Le plus jeune ressemblait à un géant, les cheveux couleur ailes de corbeau et était habillé en moine dominicain. Le plus vieux bien que grand paraissait petit à côté, les cheveux blanc comme la neige et habillé de bric et de broc (un véritable arlequin) mais attention de manière étudiée et de bonne facture. C’était bizarre autant leurs vêtements et leurs cheveux étaient nets, autant leurs visages étaient flous. Sûrement encore dû à ces maudites brumes.

Le "géant" essayait de s’appliquer mais n’y arrivait pas et il était clair qu’il n’y arriverait pas : ces gestes étaient saccadés et pas coordonnés. Le "petit", de dépit, s’approcha du sac de jute, prit délicatement une amphore et au moment où il allait allumer la mèche, s’arrêta net. Et aussitôt, son regard se porta à l’endroit où était caché notre observateur. Et dit d’un air détaché, moitié à son élève, moitié à l’intrus :

  • " Tiens, tiens, de la visite nous avons. "

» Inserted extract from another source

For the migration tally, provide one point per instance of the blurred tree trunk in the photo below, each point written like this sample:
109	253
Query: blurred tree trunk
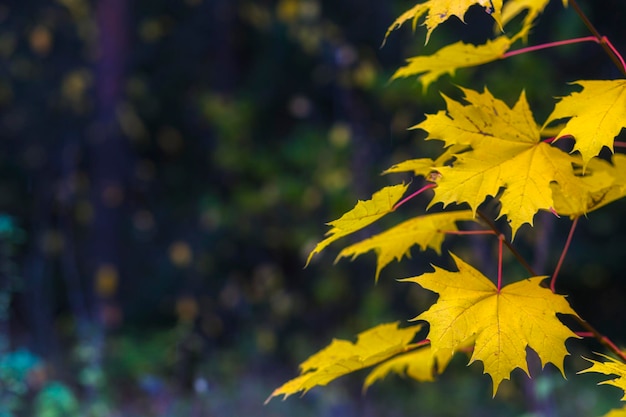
109	157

Le "géant" qui n’avait bien-sûr rien remarqué, se précipita vers le sac et prit aussi une amphore. Évidemment, gauche comme il était, il failli se casser la figure trois fois de suite, à croire qu’il les enchaînait volontairement. Le regard du "petit" ne se tourna pas vers son empoté d’élève mais resta fixer vers le lieu où se trouvait notre observateur. La scène avait un aspect tragi-comique, autant ce couple dépareillé était drôle autant le fait d’être seul, sans sa famille, face à deux individus menaçants et semblant agir de concert, l’inquiétait au plus au point. Une seule solution : la fuite.

Première étape : se relever.

Deuxième étape : Pas de deuxième étape… En effet, à peine il se lève et ses jambes se transforment en coton. Le seul fait de vouloir se tenir debout est tout un supplice. Et pourtant, il voyait avec horreur le couple s’approcher lentement mais sûrement, mais il est comme tétanisé par cette vision. Il voulait bouger, même pas marcher ou courir, juste bouger même un petit doigt mais il ne le peut. Et puis, il sent qu’il s’affaisse comme s’il était une simple marionnette dont on aurait tranché les fils et l’instant d’après c’est le trou noir. Mais juste avant de sombrer dans l’inconscience, dans un éclair de lucidité, il sait qui est ce couple atypique et mal assorti. Ce sont…

  • Plus tard, beaucoup plus tard, sa famille le retrouva totalement nu et trempé dans la ville basse. Il était brûlant de fièvre et répétait inlassablement : " Je veux manger de l'arista avec des pici ".